Debate sobre a gordofobia no Brasil
Enviada em 30/07/2021
A visão de vida idealizada por Anne Frank, ao escrever seu diário em Amsterdam, era, em outras palavras, um mundo onde ninguém precisasse esperar um único momento para melhorá-lo. No entanto, o que se observa é uma realidade obstante a desejada pela idealista, uma vez que a gordofobia no Brasil apresenta barreiras que limitam a própria cidadania da vítima. Dessa maneira, esse impasse se deve tanto à negligência do Estado, como também a lenta mudança do comportamento social.
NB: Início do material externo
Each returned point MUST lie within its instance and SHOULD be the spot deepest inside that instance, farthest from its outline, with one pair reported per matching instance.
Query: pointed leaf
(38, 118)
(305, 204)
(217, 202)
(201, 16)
Nessa perspectiva, vale reconhecer como esse panorama supracitado deriva da ineficiência governamental, no que se refere à criação de intervenções que coíbam tais recorrências. Acerca disso, é pertinente trazer a ideia do pensador Thomas Hobbes: o Estado deve garantir o bem-estar da população. Não há como negar, portanto, que esse direito é violado devido à insuficiente atuação das autoridades em relação à inibição do preconceito das pessoas com indivíduos gordos. Dessa forma, é inaceitável que o Brasil, país signatário da Declaração Universal dos Direitos Humanos, não seja capaz de garantir que a população não possa gozar de seus direitos garantidos pela Constituição de 1988.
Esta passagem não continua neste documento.